14 Dic 2022 Exploring Cloudera Data Platform Public Cloud on AWS – Data Hub and Data Warehouse
As more organisations take the plunge into the public cloud and there are more data product entrants into the market, activities such as architecting the right data platform, selecting the right tools for data collection, processing, storage, and analytics, and maintaining a high level of security, become a challenge.
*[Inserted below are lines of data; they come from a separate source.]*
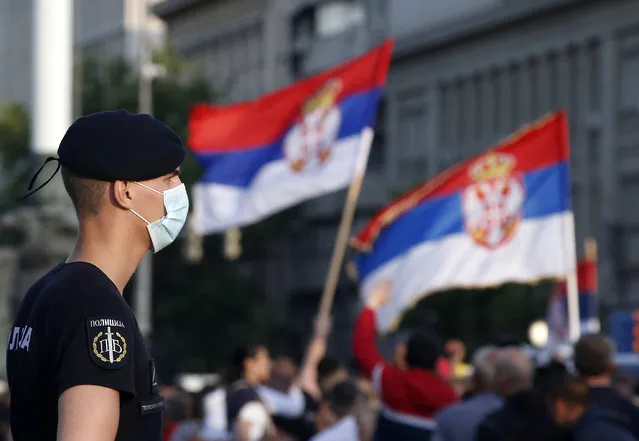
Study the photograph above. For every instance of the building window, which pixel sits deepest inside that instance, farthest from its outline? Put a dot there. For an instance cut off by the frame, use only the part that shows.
(335, 17)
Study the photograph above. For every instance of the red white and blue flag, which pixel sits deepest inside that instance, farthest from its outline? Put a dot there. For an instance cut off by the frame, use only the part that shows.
(298, 143)
(502, 216)
(557, 316)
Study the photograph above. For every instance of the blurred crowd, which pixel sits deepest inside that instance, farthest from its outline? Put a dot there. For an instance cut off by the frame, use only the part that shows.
(426, 393)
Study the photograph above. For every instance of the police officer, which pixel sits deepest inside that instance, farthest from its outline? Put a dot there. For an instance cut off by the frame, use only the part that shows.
(77, 365)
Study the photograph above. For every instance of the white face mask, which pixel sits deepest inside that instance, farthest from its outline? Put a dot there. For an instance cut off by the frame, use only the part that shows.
(166, 229)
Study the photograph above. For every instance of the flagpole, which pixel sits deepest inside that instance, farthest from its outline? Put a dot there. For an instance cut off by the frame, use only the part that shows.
(348, 214)
(590, 253)
(574, 325)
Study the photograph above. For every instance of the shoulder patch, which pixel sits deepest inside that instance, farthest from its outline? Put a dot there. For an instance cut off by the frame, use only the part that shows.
(108, 341)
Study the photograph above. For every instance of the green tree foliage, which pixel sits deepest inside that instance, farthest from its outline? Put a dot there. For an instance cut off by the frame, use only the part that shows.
(480, 316)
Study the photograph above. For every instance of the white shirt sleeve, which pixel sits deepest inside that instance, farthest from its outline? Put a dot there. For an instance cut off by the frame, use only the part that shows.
(290, 405)
(257, 416)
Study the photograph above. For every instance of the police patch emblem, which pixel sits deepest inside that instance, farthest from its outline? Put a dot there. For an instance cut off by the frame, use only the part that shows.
(107, 338)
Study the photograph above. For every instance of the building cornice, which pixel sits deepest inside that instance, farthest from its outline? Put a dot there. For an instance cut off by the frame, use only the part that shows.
(505, 14)
(170, 8)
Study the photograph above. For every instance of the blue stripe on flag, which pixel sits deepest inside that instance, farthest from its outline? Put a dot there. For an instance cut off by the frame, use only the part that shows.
(238, 168)
(434, 219)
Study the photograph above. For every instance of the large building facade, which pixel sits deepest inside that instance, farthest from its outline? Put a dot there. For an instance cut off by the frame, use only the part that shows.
(102, 28)
(465, 74)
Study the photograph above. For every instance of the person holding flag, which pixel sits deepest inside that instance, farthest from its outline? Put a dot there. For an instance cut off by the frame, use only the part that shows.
(411, 396)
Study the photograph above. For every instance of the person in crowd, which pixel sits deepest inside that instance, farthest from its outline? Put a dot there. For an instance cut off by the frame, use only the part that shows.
(521, 417)
(456, 352)
(247, 416)
(571, 410)
(214, 409)
(410, 396)
(190, 428)
(329, 373)
(5, 429)
(459, 422)
(176, 410)
(594, 361)
(624, 383)
(294, 399)
(337, 414)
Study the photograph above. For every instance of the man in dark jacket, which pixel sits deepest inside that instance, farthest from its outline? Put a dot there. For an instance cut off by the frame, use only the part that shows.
(594, 361)
(523, 417)
(571, 410)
Here at ClearPeaks we have recommended Cloudera since they began their journey with the Cloudera Data Platform, (CDP) the hybrid data platform that delivers faster data analytics with optimal performance, scalability, and security, a one-stop solution to all the above-mentioned problems.
Just to convince you, we have prepared a series of blog posts where we will explore each of the Cloudera Data Platform Public Cloud services, build a use case around it, and then get blown away by how easy and fast it all is!
This blog is the first entry in our series “Exploring Cloudera Data Platform Public Cloud on AWS”, in which we will primarily focus on the CDP Public Cloud environment, Data Hub, and the Cloudera Data Warehouse service with Data Visualization.
First, let’s make sure we understand the basics of Cloudera Data Platform.
CDP is an easy, fast, and secure enterprise analytics and management platform available in two form factors:
CDP Public Cloud is an integrated analytics and data management platform available on all major cloud providers, e.g. AWS, Azure, and GCP. It offers a collection of various services to achieve a variety of use cases for data analytics, ML, and AI, with secure granular access control and data governance.
CDP Public Cloud Services
CDP Public Cloud consists of several cloud services built to address specific enterprise data cloud use cases, and includes Data Hub powered by Cloudera Runtime, data services (Data Warehouse, Machine Learning, Data Engineering, and DataFlow), the administrative layer (Management Console), and SDX services (Data Lake, Data Catalog, Replication Manager, and Workload Manager).
Figure 1: Cloudera Public Cloud Services
Use Case
Our use case is to fetch real-time Bitcoin order book information from blockchain.com via a REST API, split them into buy and sell orders, then ingest them into a Hive transaction table. This will be done on our CDP Data Hub cluster. We will further visualise this real-time data and gain insights using CDP Data Visualization inside the Cloudera Data Warehouse data service.
First, let’s have a quick look at the components and how we’ll use them in our use-case.
CDP Public Cloud Components
Data Lake
A Data Lake is a CDP service that provides a protective ring around the data stored in a cloud object store, including authentication, authorisation, and governance with SDX. When you register an environment in CDP, a Data Lake is automatically deployed for that environment. It uses Apache Knox to provide a protected gateway to access the Data Lake component UIs and other on-demand CDP workload component UIs, such as Data Hub clusters and Data Services.
CDP Data Lake is not only used due to the security of the environment, but also as its Hive metastore (HMS) stores the metadata of our table in this use case. CDW has default connectivity with the Data Lake HMS.
Data Hub
Data Hub is a service to launch and manage workload clusters. It provides a set of default cluster definitions and templates that allow you to provision workload clusters quickly for prescriptive use cases, such as data engineering or flow management. You can also access and manage the clusters that you create via Data Hub and Cloudera Manager.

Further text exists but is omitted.